Install the following dependency

pip install --upgrade py-hive-iomete

DB-API sample

from pyhive import hive

connection = hive.connect(
host="<host>",
port="<port>",
scheme="<https or http>",
data_plane="<data_plane_name>", # Optional, skip if using default data-plane
lakehouse="<lakehouse_cluster_name>",
database="default", # For tables in a non-default catalog, use "<catalog>.<database>"
username="<username>",
password="<personal_access_token>"
)

cursor = connection.cursor()
cursor.execute("SELECT * FROM my_awesome_data LIMIT 10")

print(cursor.fetchone())
print(cursor.fetchall())

DB-API (asynchronous) sample

from pyhive import hive
from TCLIService.ttypes import TOperationState

connection = hive.connect(
host="<host>",
port="<port>",
scheme="<https or http>",
data_plane="<data_plane_name>", # Optional, skip if using default data-plane
lakehouse="<lakehouse_cluster_name>",
database="default", # For tables in a non-default catalog, use "<catalog>.<database>"
username="<username>",
password="<personal_access_token>"
)

cursor = connection.cursor()

cursor.execute("SELECT * FROM my_awesome_data LIMIT 10", async_=True)

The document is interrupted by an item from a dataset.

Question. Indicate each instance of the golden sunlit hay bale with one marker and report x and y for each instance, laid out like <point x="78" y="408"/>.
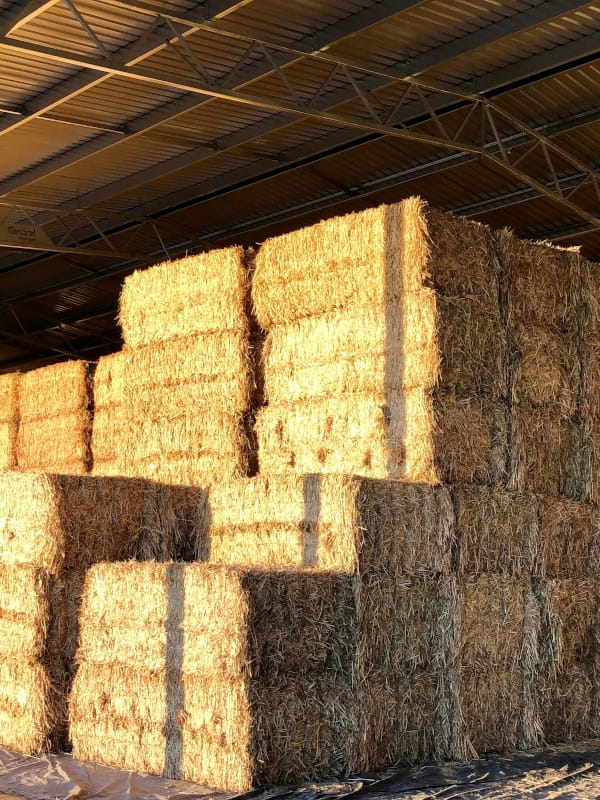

status = cursor.poll().operationState

while status in (TOperationState.INITIALIZED_STATE, TOperationState.RUNNING_STATE):
logs = cursor.fetch_logs()
for message in logs:
print(message)

# If needed, an asynchronous query can be cancelled at any time with:
# cursor.cancel()

status = cursor.poll().operationState

print(cursor.fetchall())

SQLAlchemy

Install SQLAlchemy extra package

pip install "py-hive-iomete[sqlalchemy]"
from sqlalchemy import MetaData, Table
from sqlalchemy.engine import create_engine
from sqlalchemy.orm import sessionmaker

# Possible dialects (hive and iomete operate identically):
# hive+http
# hive+https
# iomete+http
# iomete+https

engine = create_engine(
'iomete+https://<username>:<personal_access_token>@<host>:<port>/<database>?data_plane=<data_plane_name>&lakehouse=<lakehouse_cluster_name>')

# or if using default data-plane
# engine = create_engine(
# 'iomete+https://<username>:<personal_access_token>@<host>:<port>/<database>?lakehouse=<lakehouse_cluster_name>')

session = sessionmaker(bind=engine)()
records = (
session.query(
Table(
"my_awesome_data",
MetaData(),
autoload_with=engine,
)
)
.limit(10)
.all()
)
print(records)

# If your table is in a non-default catalog, specify the path as <catalog>.<database>.
# Example:
# iomete+https://<username>:<personal_access_token>@<host>:<port>/<catalog>.<database>?data_plane=<data_plane_name>&lakehouse=<lakehouse_cluster_name>

# Example: use a non-default catalog in the connection URL and specify
# schema="<database_b>" when the reflected table belongs to a different
# database than the one used in the connection URL.
#
# In this example, <database_a> is the database used in the connection URL,
# and <database_b> is the database that contains the reflected table.
# Both belong to the same <catalog>.

engine = create_engine(
"iomete+https://<username>:<personal_access_token>@<host>:<port>/<catalog>.<database_a>?data_plane=<data_plane_name>&lakehouse=<lakehouse_cluster_name>"
)

session = sessionmaker(bind=engine)()
records = (
session.query(
Table(
"my_awesome_data",
MetaData(),
schema="<database_b>",
autoload_with=engine,
)
)
.limit(10)
.all()
)
print(records)

You can find the connection parameters in the compute "Connections" tab in the IOMETE console.

If your table is in a non-default catalog, use <catalog>.<database> in the connection URL path instead of only <database>.

If the reflected table belongs to a different database than the one used in the connection URL, specify it with schema="<database>" in Table(...).